CHIRURGIE OBSTÉTRICALE BOVINE
Se former
CONDUITE À TENIR
Auteur(s) : Axel Schönfelder*, Jacqueline Muder**
Fonctions :
*Huberstr. 3
04229 Leipzig, Allemagne
**Nonnenstr. 28,
04229 Leipzig, Allemagne
Torsion utérine sévère, nécrose ou putréfaction de l’organe : l’ovario-hystérectomie n’est pas indiquée seulement lors d’un retournement de matrice irréversible. Diverses précautions accroissent les chances de succès.
Le recours à une ovario-hystérectomie chez la vache n’est pas fréquent. Le plus souvent, l’intervention est pratiquée lors d’affections ou de complications d’affections aiguës qui mettent en jeu le pronostic vital. L’utérus est tellement endommagé que si une ovario-hystérectomie n’est pas réalisée, la survie de l’animal est impossible. L’euthanasie sans traitement est une possibilité, mais l’éleveur peut souhaiter une autre solution pour diverses raisons. Peu de données précises sur les indications, les soins postopératoires et les complications de cette intervention sont disponibles, car elle est rarement mise en œuvre. Il est cependant possible d’en donner un aperçu grâce à l’expérience hospitalière de la faculté vétérinaire de Leipzig (Allemagne).

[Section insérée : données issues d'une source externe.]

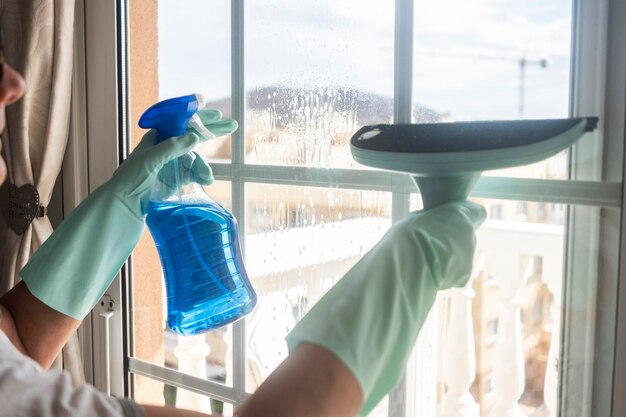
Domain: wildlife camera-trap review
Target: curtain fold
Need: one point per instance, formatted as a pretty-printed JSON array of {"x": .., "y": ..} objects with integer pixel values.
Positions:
[{"x": 39, "y": 44}]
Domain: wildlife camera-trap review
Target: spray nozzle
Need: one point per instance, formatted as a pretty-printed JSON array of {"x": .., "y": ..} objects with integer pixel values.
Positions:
[{"x": 173, "y": 116}]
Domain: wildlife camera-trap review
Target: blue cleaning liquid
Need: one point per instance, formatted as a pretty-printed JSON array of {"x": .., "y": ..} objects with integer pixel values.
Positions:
[{"x": 205, "y": 280}]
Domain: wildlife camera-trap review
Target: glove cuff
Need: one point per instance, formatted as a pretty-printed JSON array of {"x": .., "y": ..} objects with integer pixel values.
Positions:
[{"x": 78, "y": 262}]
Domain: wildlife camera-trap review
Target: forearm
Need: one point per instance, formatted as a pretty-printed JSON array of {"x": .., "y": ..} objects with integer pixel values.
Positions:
[
  {"x": 311, "y": 382},
  {"x": 35, "y": 329}
]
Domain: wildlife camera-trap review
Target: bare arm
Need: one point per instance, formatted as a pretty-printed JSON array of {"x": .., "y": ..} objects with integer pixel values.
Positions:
[
  {"x": 35, "y": 329},
  {"x": 311, "y": 382}
]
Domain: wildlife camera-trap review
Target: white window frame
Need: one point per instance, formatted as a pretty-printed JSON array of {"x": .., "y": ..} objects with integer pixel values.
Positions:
[{"x": 97, "y": 141}]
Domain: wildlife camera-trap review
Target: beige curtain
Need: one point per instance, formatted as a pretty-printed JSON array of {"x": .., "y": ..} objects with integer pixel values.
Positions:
[{"x": 39, "y": 41}]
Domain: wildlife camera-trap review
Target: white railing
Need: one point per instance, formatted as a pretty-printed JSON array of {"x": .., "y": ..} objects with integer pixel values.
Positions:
[{"x": 508, "y": 252}]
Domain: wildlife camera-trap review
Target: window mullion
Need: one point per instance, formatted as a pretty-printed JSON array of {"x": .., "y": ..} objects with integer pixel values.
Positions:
[
  {"x": 238, "y": 186},
  {"x": 403, "y": 77}
]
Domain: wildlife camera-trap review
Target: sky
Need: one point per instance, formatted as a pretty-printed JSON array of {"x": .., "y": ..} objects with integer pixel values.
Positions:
[{"x": 465, "y": 63}]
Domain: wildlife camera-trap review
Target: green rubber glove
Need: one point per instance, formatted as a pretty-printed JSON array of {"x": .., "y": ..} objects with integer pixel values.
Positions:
[
  {"x": 76, "y": 264},
  {"x": 371, "y": 318}
]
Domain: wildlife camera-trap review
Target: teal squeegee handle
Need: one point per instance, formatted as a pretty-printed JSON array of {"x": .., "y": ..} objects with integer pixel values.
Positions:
[
  {"x": 439, "y": 190},
  {"x": 170, "y": 117}
]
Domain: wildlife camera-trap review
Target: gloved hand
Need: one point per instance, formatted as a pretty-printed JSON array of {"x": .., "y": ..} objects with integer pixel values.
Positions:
[
  {"x": 371, "y": 318},
  {"x": 77, "y": 263}
]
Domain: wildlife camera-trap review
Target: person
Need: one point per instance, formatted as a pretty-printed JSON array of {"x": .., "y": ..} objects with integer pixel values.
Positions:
[{"x": 345, "y": 354}]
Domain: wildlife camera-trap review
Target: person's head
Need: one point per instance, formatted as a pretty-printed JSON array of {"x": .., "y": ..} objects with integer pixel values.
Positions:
[{"x": 11, "y": 90}]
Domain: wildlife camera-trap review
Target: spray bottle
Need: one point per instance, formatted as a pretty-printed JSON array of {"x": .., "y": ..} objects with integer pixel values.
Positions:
[{"x": 205, "y": 279}]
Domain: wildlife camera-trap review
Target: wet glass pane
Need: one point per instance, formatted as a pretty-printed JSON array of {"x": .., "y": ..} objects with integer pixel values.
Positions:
[
  {"x": 194, "y": 57},
  {"x": 315, "y": 72},
  {"x": 299, "y": 242},
  {"x": 494, "y": 60},
  {"x": 205, "y": 355},
  {"x": 506, "y": 325}
]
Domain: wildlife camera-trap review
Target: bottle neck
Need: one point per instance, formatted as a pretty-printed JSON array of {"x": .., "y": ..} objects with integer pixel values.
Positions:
[{"x": 176, "y": 183}]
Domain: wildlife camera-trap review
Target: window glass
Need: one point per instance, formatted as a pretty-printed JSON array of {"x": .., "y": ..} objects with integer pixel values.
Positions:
[
  {"x": 494, "y": 60},
  {"x": 194, "y": 53},
  {"x": 299, "y": 242},
  {"x": 315, "y": 72}
]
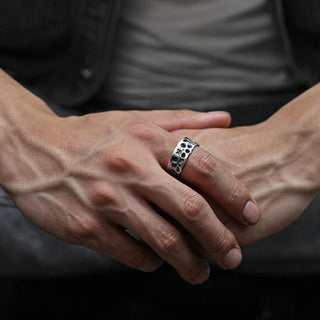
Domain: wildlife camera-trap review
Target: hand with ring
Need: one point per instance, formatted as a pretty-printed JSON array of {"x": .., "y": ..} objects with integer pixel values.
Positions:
[{"x": 89, "y": 180}]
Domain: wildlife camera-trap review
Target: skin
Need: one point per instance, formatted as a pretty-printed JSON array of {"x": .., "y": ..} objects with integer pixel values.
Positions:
[
  {"x": 88, "y": 180},
  {"x": 278, "y": 160}
]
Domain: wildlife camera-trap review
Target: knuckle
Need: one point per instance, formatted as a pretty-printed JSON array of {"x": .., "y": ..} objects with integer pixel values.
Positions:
[
  {"x": 193, "y": 204},
  {"x": 102, "y": 198},
  {"x": 192, "y": 274},
  {"x": 224, "y": 242},
  {"x": 136, "y": 261},
  {"x": 207, "y": 164},
  {"x": 237, "y": 195},
  {"x": 84, "y": 229},
  {"x": 169, "y": 242}
]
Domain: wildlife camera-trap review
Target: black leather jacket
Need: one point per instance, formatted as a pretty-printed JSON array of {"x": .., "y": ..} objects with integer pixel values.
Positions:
[{"x": 62, "y": 49}]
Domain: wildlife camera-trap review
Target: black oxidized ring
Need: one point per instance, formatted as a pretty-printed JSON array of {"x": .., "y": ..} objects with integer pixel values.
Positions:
[{"x": 181, "y": 154}]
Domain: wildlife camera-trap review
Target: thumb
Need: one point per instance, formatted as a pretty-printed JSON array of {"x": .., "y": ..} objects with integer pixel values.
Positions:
[{"x": 172, "y": 120}]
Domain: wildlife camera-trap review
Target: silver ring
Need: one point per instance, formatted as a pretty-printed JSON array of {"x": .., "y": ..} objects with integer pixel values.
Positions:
[{"x": 180, "y": 155}]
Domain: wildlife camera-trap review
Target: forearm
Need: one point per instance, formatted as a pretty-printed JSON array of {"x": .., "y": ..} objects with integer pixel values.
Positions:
[{"x": 298, "y": 126}]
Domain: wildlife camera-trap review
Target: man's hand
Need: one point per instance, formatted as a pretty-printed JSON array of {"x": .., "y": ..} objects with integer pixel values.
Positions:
[
  {"x": 88, "y": 180},
  {"x": 278, "y": 161}
]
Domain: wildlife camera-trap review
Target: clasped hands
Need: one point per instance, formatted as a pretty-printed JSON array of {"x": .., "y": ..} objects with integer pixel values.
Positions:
[{"x": 89, "y": 180}]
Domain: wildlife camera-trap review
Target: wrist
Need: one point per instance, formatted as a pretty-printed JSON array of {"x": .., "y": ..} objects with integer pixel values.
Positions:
[{"x": 22, "y": 115}]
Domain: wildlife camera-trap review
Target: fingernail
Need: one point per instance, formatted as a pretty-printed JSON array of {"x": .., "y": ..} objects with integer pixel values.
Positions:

Lorsque les chances de succès sont bonnes, les arguments économiques plaident pour la réalisation d’une ovario-hystérectomie . En effet, l’euthanasie constitue une perte sèche, alors qu’une vache sans ovaires ni utérus peut encore réaliser une bonne lactation. L’animal peut ensuite être engraissé et réformé.
Diverses maladies et blessures figurent dans la liste des indications de l’ovario-hystérectomie :
- la torsion utérine ;
- le fœtus autolysé ;
- les blessures utérines, impossibles à suturer de façon satisfaisante ;
- les ruptures utérines après une intervention obstétricale complexe ;
- le prolapsus utérin [1, 4, 9, 12, 13].
Or toutes ces affections n’évoluent pas toujours de façon satisfaisante après une ovario-hystérectomie . La gravité de la maladie ou de la blessure utérine observée doit être prise en compte avant de décider de recourir à cette intervention. En pratique, des indications absolues de l’ovario-hystérectomie peuvent être distinguées de celles dites “relatives”.
Selon l’expérience des auteurs, les indications absolues regroupent des situations cliniques et des blessures susceptibles de conduire à la mort de l’animal en l’absence de chirurgie. Une baisse de la vascularisation utérine lors de torsion en fait partie : la lumière des artères utérines situées dans le ligament large est réduite, la résistance locale au flot sanguin s’accroît. Le phénomène est proportionnel au degré de torsion [7].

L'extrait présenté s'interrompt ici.